How to Practice Self-Generosity
- FIND GENEROSITY — Make a list of the people you could ask for help if or when you need it. Imagine some possible scenarios when you might need help, and think of the people who could help you. Make the list as long as you like, but try to have at least ten people on the list. Don’t worry about what they would say, think, or do if you asked for the help. This is so that you can see that generosity is around when you look for it.
- PAY ATTENTION TO JOY! — Schedule something that gives you joy today. Joy can cure PMS, bad moods, stress, overwork, menopause symptoms, and fatigue. It allows you to slow down and pay attention to you. I love going to a nice spa where I can relax while listening to the sounds of New Age music as I sip tea in a comfortable bathrobe waiting for a massage. The key is to schedule it. If you don’t schedule the joyful time, it’s not likely to happen, so don’t put it off too long. Write it in your calendar. With this action, you’re telling the universe and yourself that you matter.
- DO SOMETHING NICE FOR YOURSELF — It might be as simple as sleeping in one day and asking the children to get a ride to school or walk just like we did growing up.

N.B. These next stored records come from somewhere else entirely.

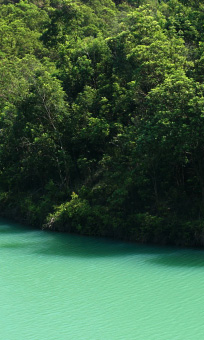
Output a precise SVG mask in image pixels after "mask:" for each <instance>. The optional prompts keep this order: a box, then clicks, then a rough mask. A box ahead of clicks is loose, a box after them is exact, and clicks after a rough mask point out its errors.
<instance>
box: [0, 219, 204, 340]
mask: <svg viewBox="0 0 204 340" xmlns="http://www.w3.org/2000/svg"><path fill="white" fill-rule="evenodd" d="M203 334H204V251H202V250H193V249H178V248H169V247H167V248H164V247H153V246H143V245H137V244H128V243H123V242H117V241H112V240H105V239H98V238H87V237H81V236H77V235H67V234H59V233H50V232H43V231H36V230H33V229H31V228H29V227H24V226H21V225H17V224H12V223H10V222H8V221H5V220H0V338H1V339H4V340H136V339H138V340H200V339H202V336H203Z"/></svg>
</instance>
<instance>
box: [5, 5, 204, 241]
mask: <svg viewBox="0 0 204 340" xmlns="http://www.w3.org/2000/svg"><path fill="white" fill-rule="evenodd" d="M0 20H1V23H2V24H1V27H2V40H1V43H0V44H1V45H0V48H1V56H0V78H1V83H0V209H1V214H5V215H6V216H12V217H13V218H15V219H17V220H21V221H22V222H23V221H24V222H25V223H28V224H32V225H38V226H39V225H40V226H43V228H48V229H51V230H63V231H68V232H77V233H81V234H86V235H100V236H109V237H117V238H122V239H125V240H131V241H139V242H155V243H162V244H179V245H180V244H182V245H202V244H203V221H204V85H203V81H204V78H203V74H204V63H203V60H204V25H203V22H204V6H203V3H202V1H193V0H192V1H189V2H188V4H186V2H185V1H179V0H169V1H156V0H155V1H153V0H152V1H145V0H144V1H135V2H132V1H127V2H123V1H118V2H117V1H116V2H113V1H111V0H103V1H100V2H99V1H97V0H90V1H69V0H67V1H61V0H56V1H53V2H52V1H51V2H49V1H42V2H38V1H28V2H24V1H21V2H19V3H18V2H15V3H12V2H9V1H6V0H5V1H3V2H1V4H0Z"/></svg>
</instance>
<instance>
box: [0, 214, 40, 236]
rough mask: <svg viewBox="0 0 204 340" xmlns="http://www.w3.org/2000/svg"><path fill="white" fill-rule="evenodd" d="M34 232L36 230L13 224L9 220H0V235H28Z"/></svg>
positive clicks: (19, 224)
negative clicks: (31, 232)
mask: <svg viewBox="0 0 204 340" xmlns="http://www.w3.org/2000/svg"><path fill="white" fill-rule="evenodd" d="M34 230H36V228H33V227H30V226H26V225H23V224H20V223H17V222H13V221H10V220H9V219H4V218H0V234H3V233H5V234H19V233H29V232H31V231H34Z"/></svg>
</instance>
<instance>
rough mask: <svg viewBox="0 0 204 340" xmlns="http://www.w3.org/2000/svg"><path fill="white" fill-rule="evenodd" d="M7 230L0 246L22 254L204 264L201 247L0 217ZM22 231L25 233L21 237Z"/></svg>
mask: <svg viewBox="0 0 204 340" xmlns="http://www.w3.org/2000/svg"><path fill="white" fill-rule="evenodd" d="M29 233H30V235H29ZM10 234H11V238H10V239H8V240H6V242H2V244H0V248H1V249H6V248H7V249H14V250H15V249H16V250H21V249H22V250H23V251H25V254H28V253H29V254H31V253H32V254H35V255H36V256H37V255H44V256H53V257H76V258H108V257H110V258H111V257H124V256H131V260H133V261H135V262H136V261H137V256H142V255H144V261H145V262H147V263H151V264H152V265H157V266H158V265H159V266H168V267H197V268H198V267H204V250H202V249H198V250H197V249H185V248H178V247H168V246H152V245H141V244H135V243H127V242H122V241H116V240H112V239H106V238H98V237H87V236H80V235H73V234H71V235H70V234H66V233H55V232H48V231H40V230H36V229H34V228H32V227H27V226H23V225H21V224H17V223H13V222H10V221H9V220H4V219H0V237H1V235H2V236H3V235H6V236H8V237H9V235H10ZM22 234H26V235H25V236H23V238H22V239H21V235H22ZM18 235H19V239H18ZM2 241H3V239H2Z"/></svg>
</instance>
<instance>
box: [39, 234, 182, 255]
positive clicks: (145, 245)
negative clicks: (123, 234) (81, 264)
mask: <svg viewBox="0 0 204 340" xmlns="http://www.w3.org/2000/svg"><path fill="white" fill-rule="evenodd" d="M45 234H48V235H49V236H50V234H51V233H50V232H45ZM175 251H179V249H178V250H177V248H175V249H174V248H171V247H157V246H147V245H141V244H135V243H127V242H121V241H116V240H112V239H106V238H97V237H85V236H79V235H68V234H58V233H52V237H51V238H50V237H49V241H48V242H46V244H44V246H43V247H42V248H41V249H39V252H40V254H44V255H49V256H63V257H64V256H70V257H81V258H92V257H93V258H96V257H101V258H102V257H124V256H135V260H136V259H137V257H136V256H137V255H146V256H148V255H149V256H158V255H164V256H166V255H168V254H171V253H172V252H175Z"/></svg>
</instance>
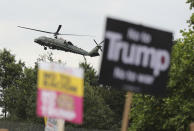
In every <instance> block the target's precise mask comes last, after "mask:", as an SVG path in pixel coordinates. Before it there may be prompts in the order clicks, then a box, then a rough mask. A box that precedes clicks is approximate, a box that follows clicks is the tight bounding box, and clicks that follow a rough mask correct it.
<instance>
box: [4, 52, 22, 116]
mask: <svg viewBox="0 0 194 131" xmlns="http://www.w3.org/2000/svg"><path fill="white" fill-rule="evenodd" d="M23 67H24V63H22V62H21V61H19V62H18V63H17V62H16V60H15V56H14V55H12V54H11V53H10V51H8V50H6V49H3V50H1V51H0V86H1V88H2V90H1V100H0V106H1V107H2V108H3V112H4V117H5V118H6V117H7V110H8V109H7V103H8V101H7V99H6V96H7V95H8V94H7V91H6V90H7V89H8V88H11V86H17V83H16V81H18V80H19V79H20V78H21V77H22V76H23V72H22V71H23ZM11 101H14V99H11Z"/></svg>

Maybe it’s taking a nap or going to the gym at lunchtime or getting your hair done after work. Or it might be taking a long, uninterrupted bath with French salts. Hang a ‘DO NOT DISTURB’ sign on the door and don’t answer any calls.
- LET GO OF BURDENS — Make a list of everything you do for others that no longer serves you. This can be a bit tricky because over-giving has probably brought you joy in the past; helping others usually does. The key is not stopping your practice of generosity, but only doing those things that feel good without any feeling of resentment. Once giving becomes a burden, make a decision as to whether you feel it’s necessary or if you can let go of giving in that particular instance. My experience tells me that we can easily let go once we detach from the thoughts of how people will react to our new found self-generosity practice.
- PRACTICE ASKING FOR HELP — Ask a friend or family member for help, then practice detaching yourself from his or her response. Tell yourself that they have the right to say “no” and that it isn’t a reflection on you or their feelings toward you. Maybe you want to ask for help with weeding the garden or moving heavy furniture. The goal is simply to become more comfortable with asking for help.
If you aren’t used to doing nice things for yourself, these practices may sound overindulgent. But trust me, they are not. Just give yourself a small break and select one of these suggestions. With time, self-generosity will become a habit.